1. Refinancing for more than market value: It’s better not to refinance your home for more than it’s market value because you’ll be paying much higher rates and charges. Moreover, if your home is foreclosed, it may difficult to recover the unpaid balance from the sale proceeds.

2. Refinancing just to pay off unsecured debts: You may have piled up a lot of unsecured debts (credit card debts, personal loans, etc). But this doesn’t mean that you’ll refinance the existing mortgage, which you can afford to pay. Refinancing just to repay credit card debts is a wrong move because if you fail to pay off the new loan, you may end up losing your home.

3. Getting lured by promotional stuff/low rates: When it comes to choosing the lender/mortgage company, avoid companies sending in promotional stuff through mails or giving ads with special focus on very low introductory rates. This is because you never know how long such a low rate will last for – perhaps only for 1-2 months and then the rates will adjust thereby raising your monthly payments, which may not be affordable.

Moreover, you shouldn’t accept a telephone solicitation without checking out the lender’s profile and service background. In short, you need to avoid scam artists and loan sharks by checking out their reliability report from the BBB or going through their clients’ testimonials.

It’s better to fix up an appointment with the lender, have a straight talk with him about your situation and then think upon the loan offers he has to suggest.
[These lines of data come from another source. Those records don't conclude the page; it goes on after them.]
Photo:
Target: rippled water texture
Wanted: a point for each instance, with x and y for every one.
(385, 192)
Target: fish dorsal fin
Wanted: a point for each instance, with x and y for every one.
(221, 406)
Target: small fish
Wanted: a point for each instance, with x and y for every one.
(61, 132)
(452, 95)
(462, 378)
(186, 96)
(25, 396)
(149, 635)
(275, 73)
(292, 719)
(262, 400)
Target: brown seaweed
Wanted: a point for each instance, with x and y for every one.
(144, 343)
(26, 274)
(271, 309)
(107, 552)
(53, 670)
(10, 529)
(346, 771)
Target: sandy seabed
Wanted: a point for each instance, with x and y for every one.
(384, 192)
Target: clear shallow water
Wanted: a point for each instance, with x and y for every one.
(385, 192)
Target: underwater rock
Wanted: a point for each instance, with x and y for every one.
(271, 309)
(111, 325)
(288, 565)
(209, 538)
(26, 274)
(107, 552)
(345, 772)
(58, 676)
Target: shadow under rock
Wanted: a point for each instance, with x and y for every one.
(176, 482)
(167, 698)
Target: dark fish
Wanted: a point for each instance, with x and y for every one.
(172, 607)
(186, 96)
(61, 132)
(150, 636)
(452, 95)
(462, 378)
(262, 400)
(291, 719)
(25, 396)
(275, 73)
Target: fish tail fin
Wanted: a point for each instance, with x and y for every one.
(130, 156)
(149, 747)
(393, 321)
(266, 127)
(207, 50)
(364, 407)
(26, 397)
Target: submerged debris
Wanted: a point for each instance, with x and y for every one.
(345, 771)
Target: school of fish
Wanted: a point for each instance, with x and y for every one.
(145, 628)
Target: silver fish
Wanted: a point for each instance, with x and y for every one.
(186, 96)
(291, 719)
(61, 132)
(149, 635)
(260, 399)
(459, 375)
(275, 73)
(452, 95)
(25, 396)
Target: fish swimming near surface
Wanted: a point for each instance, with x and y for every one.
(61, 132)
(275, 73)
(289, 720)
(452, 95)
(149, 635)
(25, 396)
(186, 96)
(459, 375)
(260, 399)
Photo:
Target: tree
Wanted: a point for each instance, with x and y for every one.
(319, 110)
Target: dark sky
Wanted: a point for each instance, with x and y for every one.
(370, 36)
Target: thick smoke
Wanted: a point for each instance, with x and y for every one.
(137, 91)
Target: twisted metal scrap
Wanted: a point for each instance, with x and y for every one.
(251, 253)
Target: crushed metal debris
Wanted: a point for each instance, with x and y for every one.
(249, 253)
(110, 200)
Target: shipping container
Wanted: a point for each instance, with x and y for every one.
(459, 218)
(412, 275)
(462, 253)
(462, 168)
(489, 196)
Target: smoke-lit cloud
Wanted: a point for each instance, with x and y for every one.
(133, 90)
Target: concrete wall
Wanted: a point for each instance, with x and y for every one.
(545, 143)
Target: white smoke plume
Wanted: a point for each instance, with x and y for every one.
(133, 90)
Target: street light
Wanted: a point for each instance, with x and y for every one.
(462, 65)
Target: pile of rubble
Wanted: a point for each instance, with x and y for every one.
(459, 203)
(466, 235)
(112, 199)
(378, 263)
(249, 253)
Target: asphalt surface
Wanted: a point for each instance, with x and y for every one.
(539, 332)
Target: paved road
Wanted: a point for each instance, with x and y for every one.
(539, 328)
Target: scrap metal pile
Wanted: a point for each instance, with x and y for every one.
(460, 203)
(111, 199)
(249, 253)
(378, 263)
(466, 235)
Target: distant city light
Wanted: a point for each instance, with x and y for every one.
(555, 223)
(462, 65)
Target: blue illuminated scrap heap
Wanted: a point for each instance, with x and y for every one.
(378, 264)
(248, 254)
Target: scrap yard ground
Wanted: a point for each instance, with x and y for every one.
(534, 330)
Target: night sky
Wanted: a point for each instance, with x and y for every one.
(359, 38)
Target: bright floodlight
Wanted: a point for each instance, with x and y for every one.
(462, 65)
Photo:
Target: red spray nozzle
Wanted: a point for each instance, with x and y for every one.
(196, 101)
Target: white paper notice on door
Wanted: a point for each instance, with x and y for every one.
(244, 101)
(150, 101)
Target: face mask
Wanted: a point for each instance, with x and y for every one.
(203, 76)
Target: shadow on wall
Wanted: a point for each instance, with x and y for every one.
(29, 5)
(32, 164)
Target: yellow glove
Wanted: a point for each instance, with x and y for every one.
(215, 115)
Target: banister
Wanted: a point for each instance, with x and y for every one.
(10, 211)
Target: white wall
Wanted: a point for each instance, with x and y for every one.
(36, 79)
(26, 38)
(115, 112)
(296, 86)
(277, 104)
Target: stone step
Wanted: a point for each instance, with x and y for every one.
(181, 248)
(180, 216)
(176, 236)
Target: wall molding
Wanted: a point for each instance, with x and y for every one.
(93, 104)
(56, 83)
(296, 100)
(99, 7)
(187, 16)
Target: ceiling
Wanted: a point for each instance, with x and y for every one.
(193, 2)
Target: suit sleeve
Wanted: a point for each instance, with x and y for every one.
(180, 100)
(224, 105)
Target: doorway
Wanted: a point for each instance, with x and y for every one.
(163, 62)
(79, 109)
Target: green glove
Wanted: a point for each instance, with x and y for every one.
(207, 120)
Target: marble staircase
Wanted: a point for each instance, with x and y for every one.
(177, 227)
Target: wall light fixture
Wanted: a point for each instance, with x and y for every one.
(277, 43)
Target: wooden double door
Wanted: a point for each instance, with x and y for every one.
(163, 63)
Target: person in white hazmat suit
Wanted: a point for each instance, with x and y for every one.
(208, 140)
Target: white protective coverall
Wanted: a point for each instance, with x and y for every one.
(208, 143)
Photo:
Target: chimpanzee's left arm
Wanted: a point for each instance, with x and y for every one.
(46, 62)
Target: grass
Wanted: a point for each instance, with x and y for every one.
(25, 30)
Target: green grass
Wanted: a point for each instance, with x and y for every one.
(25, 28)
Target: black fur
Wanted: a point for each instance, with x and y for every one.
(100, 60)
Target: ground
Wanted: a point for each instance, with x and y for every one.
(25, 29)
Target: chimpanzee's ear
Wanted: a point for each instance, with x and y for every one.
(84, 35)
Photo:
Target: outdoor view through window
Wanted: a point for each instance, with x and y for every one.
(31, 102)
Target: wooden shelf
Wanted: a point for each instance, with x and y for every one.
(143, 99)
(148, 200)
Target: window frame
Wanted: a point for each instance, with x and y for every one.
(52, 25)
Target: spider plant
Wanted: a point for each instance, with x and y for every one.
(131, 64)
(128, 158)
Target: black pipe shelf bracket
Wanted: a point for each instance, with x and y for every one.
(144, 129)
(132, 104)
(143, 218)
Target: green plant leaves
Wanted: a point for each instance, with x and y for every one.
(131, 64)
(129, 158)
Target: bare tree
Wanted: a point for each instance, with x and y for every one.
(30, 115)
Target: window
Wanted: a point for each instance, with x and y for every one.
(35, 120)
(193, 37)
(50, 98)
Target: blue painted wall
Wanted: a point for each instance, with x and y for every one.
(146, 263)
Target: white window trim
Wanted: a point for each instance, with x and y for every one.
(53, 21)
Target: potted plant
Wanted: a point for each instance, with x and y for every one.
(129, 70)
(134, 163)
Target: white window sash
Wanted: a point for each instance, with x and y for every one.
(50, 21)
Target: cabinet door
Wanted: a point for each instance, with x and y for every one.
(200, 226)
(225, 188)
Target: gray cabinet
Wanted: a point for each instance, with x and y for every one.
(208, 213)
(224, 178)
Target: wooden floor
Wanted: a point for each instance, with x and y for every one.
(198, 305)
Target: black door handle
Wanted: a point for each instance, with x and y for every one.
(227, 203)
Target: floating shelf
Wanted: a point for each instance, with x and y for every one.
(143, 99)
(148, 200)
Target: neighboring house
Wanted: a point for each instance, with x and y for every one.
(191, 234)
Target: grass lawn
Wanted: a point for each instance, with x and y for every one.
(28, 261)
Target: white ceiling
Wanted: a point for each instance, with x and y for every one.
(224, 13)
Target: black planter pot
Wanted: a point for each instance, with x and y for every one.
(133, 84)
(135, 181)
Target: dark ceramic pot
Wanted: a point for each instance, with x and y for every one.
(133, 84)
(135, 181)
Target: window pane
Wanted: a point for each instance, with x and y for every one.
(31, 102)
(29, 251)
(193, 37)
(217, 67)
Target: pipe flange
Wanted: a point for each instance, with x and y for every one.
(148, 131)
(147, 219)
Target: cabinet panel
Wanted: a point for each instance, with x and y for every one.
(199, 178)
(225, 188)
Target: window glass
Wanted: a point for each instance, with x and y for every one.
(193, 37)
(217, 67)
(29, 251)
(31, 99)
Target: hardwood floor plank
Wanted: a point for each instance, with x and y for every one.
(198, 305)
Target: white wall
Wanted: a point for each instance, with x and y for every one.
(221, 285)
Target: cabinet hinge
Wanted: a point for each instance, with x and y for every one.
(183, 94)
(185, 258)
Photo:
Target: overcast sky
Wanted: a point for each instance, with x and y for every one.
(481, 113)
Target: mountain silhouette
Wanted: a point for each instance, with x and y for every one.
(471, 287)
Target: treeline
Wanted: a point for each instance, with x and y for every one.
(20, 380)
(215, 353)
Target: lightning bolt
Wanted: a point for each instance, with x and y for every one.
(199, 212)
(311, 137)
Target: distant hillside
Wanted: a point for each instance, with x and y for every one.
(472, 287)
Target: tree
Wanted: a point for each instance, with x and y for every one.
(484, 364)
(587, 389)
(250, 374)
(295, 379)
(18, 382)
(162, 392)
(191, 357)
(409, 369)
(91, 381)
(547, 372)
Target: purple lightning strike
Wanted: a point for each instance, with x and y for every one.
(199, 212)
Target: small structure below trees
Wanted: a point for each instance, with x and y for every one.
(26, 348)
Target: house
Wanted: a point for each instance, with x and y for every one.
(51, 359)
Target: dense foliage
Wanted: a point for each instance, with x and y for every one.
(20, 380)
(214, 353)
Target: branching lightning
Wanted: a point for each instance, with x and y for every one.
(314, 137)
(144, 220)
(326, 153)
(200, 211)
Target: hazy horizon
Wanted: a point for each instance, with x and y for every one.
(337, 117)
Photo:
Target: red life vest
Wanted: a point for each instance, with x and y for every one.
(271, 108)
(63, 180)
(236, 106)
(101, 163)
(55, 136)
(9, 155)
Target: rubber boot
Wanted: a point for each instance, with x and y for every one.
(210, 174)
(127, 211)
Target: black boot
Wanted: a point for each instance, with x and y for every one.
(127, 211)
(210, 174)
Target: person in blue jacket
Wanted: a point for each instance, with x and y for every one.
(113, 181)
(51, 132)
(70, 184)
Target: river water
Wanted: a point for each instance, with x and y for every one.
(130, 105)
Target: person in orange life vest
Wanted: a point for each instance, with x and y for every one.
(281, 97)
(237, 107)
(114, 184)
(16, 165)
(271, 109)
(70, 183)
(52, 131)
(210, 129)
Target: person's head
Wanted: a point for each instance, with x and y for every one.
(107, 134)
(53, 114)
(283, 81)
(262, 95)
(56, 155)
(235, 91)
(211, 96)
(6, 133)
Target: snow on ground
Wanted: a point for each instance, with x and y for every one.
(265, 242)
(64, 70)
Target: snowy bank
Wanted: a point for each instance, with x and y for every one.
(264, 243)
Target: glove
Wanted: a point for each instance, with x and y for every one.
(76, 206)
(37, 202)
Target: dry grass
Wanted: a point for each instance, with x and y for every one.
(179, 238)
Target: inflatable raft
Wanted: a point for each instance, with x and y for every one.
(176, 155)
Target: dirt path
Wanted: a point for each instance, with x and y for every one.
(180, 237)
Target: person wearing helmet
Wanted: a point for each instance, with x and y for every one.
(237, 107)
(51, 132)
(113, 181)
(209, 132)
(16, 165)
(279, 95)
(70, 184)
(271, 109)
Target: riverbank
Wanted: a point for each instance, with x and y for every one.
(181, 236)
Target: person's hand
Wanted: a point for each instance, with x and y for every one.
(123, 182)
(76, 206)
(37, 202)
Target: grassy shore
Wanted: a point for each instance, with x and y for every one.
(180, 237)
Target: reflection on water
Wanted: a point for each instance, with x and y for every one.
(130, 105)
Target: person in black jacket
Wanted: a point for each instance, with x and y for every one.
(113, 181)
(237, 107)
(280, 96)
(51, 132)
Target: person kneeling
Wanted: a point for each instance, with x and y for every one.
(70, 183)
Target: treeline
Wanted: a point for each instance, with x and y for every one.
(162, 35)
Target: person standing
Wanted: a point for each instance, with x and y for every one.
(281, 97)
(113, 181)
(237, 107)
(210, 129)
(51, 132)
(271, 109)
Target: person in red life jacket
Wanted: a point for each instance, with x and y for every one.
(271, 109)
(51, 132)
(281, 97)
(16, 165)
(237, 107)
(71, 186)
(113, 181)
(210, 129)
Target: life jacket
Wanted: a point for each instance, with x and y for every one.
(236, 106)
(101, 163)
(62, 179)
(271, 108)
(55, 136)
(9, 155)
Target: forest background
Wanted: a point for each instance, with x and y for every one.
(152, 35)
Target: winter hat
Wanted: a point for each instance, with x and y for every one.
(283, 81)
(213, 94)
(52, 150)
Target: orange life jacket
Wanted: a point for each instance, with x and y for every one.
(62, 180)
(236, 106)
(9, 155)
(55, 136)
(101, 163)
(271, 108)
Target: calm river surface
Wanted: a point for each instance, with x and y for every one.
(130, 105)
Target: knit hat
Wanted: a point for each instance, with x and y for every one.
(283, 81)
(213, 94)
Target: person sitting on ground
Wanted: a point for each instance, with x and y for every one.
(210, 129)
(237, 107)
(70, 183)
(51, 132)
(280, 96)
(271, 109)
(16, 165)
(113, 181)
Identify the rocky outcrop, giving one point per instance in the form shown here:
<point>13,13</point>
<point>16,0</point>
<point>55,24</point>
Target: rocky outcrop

4. Not checking the APR: Don’t forget to check the APR or Annual Percentage Rate on your loan. It is the effective rate that includes the interest rate, closing costs as well as other charges. A lower interest rate may not indicate a low APR; so when you compare loans, take into account the APR as well as the interest rate and not just a single factor.

5. Trying out negative amortization loans: It’s better to avoid negative amortization loans such as Option ARMs, which are found to be attractive on account of their minimum payment option. But when you refinance in order to pay off debts and get a lower rate, it’s clear that you don’t want a bigger payment awaiting you in the next few months. Thus, it’s best to proceed with fully amortized loans.

Know-how of what to avoid when you refinance helps you stay away from the traps involved in getting a new loan. The best thing is to do comparison-shopping with a few more lenders apart from the one you’re dealing with. While you do so, get mortgage quotes from lenders and compare the rates, costs and monthly payments. This will narrow down your search for the best lender.